Des syndicalistes de Bpost ont manifesté leur mécontentement à l'entrée d'une réunion de responsables locaux à Namur. Ils protestent contre le plan de transformation de l'entreprise. Un plan qui prévoit davantage de flexibilité.
Pas vraiment une haie d'honneur pour des responsables de bureaux de poste. Ce midi, ils avaient une réunion au Casino de Namur fixée de longue date. Son maintien n'est pas accepté par une quarantaine de syndicalistes présents. Olivier Simon, délégué CGSP:
"Je trouve ça malheureux ce genre de réunion. Après presque 20 jours de grève, après des mois de négociations où on essaye d'inverser les choses, ici, on présente le plan de transformation à toute la ligne opérationnelle. Voilà ce qui va se passer. Donc pour eux, le plan, rien n'a changé alors que les discussions sont dans le vide. C'est totalement scandaleux de leur part".

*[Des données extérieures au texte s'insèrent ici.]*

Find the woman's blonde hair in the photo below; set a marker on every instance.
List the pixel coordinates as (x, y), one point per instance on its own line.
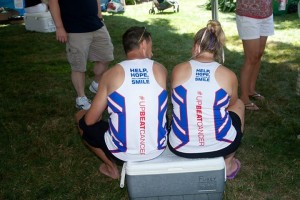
(211, 39)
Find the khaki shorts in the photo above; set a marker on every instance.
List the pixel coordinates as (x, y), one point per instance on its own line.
(92, 46)
(251, 28)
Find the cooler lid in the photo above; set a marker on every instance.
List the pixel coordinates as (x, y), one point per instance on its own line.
(168, 163)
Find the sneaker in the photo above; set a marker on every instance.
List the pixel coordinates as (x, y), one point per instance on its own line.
(93, 87)
(83, 103)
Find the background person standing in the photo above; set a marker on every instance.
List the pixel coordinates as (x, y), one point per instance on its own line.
(254, 19)
(79, 24)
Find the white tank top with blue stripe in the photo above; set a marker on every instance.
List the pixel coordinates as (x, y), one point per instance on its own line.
(137, 112)
(201, 122)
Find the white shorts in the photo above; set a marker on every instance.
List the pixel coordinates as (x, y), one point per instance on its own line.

Une flexibilité outrancière selon les syndicats
Au centre du courroux des syndicats, un plan de transformation de l'entreprise. Un mot suscite la critique quand le personnel évoque ce plan. Ce mot, c'est flexibilité. Katty Paché, déléguée permanente CSC Transcom Namur-Luxembourg:
"On parle de flexibilité, donc en fait, on nous dit une semaine à l'avance vous allez savoir quel horaire vous pourrez faire la semaine prochaine en fonction du volume annoncé. Au jour d'aujourd'hui, il faut savoir que les agents qui sont alignés les samedis, on les prévient et on les aligne en fonction du volume prévu le jeudi. Et déjà là, il y a des couacs. Donc comment pourront-ils dans le futur nous dire une semaine à l'avance quel sera notre horaire en fonction des volumes ? Quand ils ne peuvent pas, déjà au bout de trois jours, savoir qu'est-ce que les citoyens par exemple commandent en temps et en heure?"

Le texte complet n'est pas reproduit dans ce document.